Syracuse, NY – Two Oswego high school seniors who made headlines for challenging a teacher who asked students to debate the merits and shortcomings of Hitler’s Final Solution were honored this weekend at a Holocaust remembrance program and praised for taking a stand against anti-Semitism.
As previously reported on VIN News (http://bit.ly/2pwPW6V), Archer Shurtliff and Jordan April were enrolled in a college level class at a state run BOCES program when they found themselves tasked with an assignment that asked them to argue in favor of genocide.
The two 17 year olds discussed the matter with their instructor, program administrators and their high school teachers, taking their story to the media and the Anti-Defamation League when their requests for an apology and a retraction of the assignment were initially refused.
Ultimately, the requested apologies were issued and the BOCES program agreed that the assignment would not be given in the future, with Shurtliff and April given permission to submit an alternate assignment.
Both students were invited by the Jewish Federation of Central New York to take part in its annual Yom Hashoah Memorial service which took place this past Sunday at Temple Adath Yeshurum in Syracuse in collaboration with the Syracuse Rabbinical Council.
Over 400 people attended the service which included recitation of Tehillim and Kaddish, lighting of memorial candles in memory of those who were killed and those who liberated the concentration camps and the readings of names of those who lost their lives during the Holocaust.
The event also featured guest speaker Elfi Hendell, one of just several hundred who were rescued from Europe and brought to safety at a nearby refugee camp in Oswego, as reported by the conservative blog Legal Insurrection (http://bit.ly/2q4cnQw).
Shurtliff and April were honored as “upstanders,” someone who stands up for what is morally appropriate, explained Judith Stander of the Jewish Federation of Central New York.
“We felt as a committee, Yom Hashoah was an appropriate time to let the community know that there is another generation that was willing and capable to stand up to potentially anti-Semitic attitudes,” Stander told VIN News.

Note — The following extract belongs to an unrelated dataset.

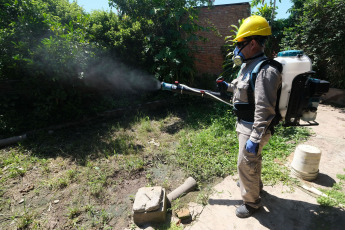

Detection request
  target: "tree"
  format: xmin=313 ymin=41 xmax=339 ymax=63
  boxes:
xmin=110 ymin=0 xmax=211 ymax=81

Stander said that she was excited to meet the two students, noting that each of them had arrived at the conclusion that the assignment was inappropriate independently of each other.
“We thought it was very timely, from a perspective of Yom Hashoah, to show how they stood up and said ‘this is not going to happen on my watch,’” said Stander.
Dr. Alan Goldberg of the Federation, who teaches a Syracuse University program teaching teachers how to teach the Holocaust, explained to the audience why the two high schoolers were being honored. The two students, neither of whom is Jewish, were seated in the front row and stayed for the duration of the 90 minute program, with Shurtliff wearing a yarmulka the entire time.
Prior to the memorial service, the Federation invited teens from the Jewish community to speak informally with Shurtliff and April.
“They met in the library and it was an opportunity for them to hear what other teens are thinking,” explained Stander. “It was quite an event.”
Shurtliff and April, who have been recording the saga of the assignment, placed a copy of their invitation to the memorial service in their “Chronicle of Activism Against the Final Solution,” and said that they were extremely grateful to have been invited to take part in the program.